-Paniczu Alexandrze, jak tam poszukiwania?
Alexander, czternastoletni anglik-arystokrata z błąd włosami, błękitnymi oczami oraz z dość zniewieściałą urodą spojrzał na swojego czterdziestoletniego, łysego z spiczastą bródką lokaja Alfreda. A następnie wrócił do kuferka. Chciał go otworzyć, ale jakoś nie udawało mu się to...
Ale musiał go otworzyć!
Jack siedział w swojej mrocznej kryjówce. Nudził się. Od tygodnia nie było żadnego Shen Gong Wu do... Przegrania. Przynajmniej Wuya dała mu spokój i przestała jęczeć. Miał zamiar odpalić sobie jakaś grę, na przykład Diablo 2, ale przypomniał sobie, że płyta eksplodowała mu w komputerze...
-Niech się w końcu coś zacznie dziać!- Wrzasnął.
Odpowiedziała mu cisza. Po chwili jeden Jack-botów z defektem walnął w ścianę i eksplodował.
-Brawo...-Powiedział Młody Geniusz Zła i zaczął się brać do napraw.
Tymczasem w klasztorze Omi...
Według siebie samego trenował równowagę i spokój.
Według Claya stał na jednej nodze na małym kamyczku z wiadrem na głowie.
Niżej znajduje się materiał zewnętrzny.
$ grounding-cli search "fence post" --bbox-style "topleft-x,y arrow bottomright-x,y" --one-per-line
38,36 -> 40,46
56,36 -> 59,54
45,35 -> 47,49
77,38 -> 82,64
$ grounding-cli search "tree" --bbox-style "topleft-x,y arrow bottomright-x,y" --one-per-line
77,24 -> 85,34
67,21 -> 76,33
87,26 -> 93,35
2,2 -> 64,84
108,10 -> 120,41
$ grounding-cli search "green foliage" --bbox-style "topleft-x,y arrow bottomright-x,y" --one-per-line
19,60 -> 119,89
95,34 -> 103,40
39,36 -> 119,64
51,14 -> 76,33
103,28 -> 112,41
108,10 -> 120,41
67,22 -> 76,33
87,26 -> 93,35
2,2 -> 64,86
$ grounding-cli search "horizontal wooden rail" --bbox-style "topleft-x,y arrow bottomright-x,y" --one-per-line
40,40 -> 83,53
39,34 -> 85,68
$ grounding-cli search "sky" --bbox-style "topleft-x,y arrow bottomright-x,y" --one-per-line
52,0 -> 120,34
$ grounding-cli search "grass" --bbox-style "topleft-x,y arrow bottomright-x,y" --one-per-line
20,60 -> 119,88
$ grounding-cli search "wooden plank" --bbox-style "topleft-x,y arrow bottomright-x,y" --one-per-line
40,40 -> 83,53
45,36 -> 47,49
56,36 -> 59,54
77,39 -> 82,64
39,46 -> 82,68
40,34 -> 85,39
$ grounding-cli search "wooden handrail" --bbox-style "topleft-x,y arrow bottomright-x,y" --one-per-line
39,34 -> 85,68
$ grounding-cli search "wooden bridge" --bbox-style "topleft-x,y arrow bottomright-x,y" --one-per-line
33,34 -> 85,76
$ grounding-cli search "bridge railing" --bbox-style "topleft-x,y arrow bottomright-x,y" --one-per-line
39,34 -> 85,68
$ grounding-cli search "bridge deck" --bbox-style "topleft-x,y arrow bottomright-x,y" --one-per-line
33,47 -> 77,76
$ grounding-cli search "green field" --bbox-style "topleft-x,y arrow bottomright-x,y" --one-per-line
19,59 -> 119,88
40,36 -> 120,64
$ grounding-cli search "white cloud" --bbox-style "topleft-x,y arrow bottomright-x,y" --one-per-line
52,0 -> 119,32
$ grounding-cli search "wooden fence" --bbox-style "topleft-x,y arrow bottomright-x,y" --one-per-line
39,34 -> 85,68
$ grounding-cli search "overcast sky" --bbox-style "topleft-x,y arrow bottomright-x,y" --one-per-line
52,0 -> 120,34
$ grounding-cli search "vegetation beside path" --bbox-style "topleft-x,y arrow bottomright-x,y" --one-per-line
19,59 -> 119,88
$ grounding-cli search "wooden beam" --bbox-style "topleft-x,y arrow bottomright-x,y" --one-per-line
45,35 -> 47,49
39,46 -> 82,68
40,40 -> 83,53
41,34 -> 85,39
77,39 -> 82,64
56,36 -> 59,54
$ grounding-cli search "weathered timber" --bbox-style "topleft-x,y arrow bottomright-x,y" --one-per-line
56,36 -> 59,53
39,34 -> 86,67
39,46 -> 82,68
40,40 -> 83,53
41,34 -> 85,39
Według Kimiko przepracowywał się, jak zwykle.
Według Raimundo aż się prosił, by go przewrócić.
Dojo nie miał zdania, właśnie spał. Nagle smok wyprostował się i wrzasnął.
-Shen Gong Wu!
Omi stracił równowagę i się przewrócił.
Alexander niemalże otworzył skrzynkę, ale ta nagle rozbłysła czysto białym, oślepiającym światłem. Alfred szybko założył mu i sobie okulary przeciwsłoneczne.
-Komputery, telewizory i tego typu żarówki psują wzrok, paniczu- Powiedział.
Alexander zakląłby, gdyby nie był dżentelmenem. Otwarcie zamka było skomplikowane, a opuszczenie skrzynki od razu sprawiało, że wszystko trzeba było zacząć od nowa...
Mistrz Fung spojrzał na zwój. Rysunek przedstawiał małą skrzynkę.
-Skrzynia Mędrców to szkatułka, w którą można schwytać duchy i je tam uwięzić.- Powiedział spokojnie, jak zawsze.
Dojo uśmiechnął się od ucha do ucha. To mu się podobało.
-Można by było schwytać w to Wuyę...- Powiedział rozmarzonym głosem.-I po problemie.
Mistrz Fung pokręcił głową powoli.
-Niestety, w Skrzyni już jest uwięziony pewien duch a próba złapania Wuyi mogłaby go uwolnić...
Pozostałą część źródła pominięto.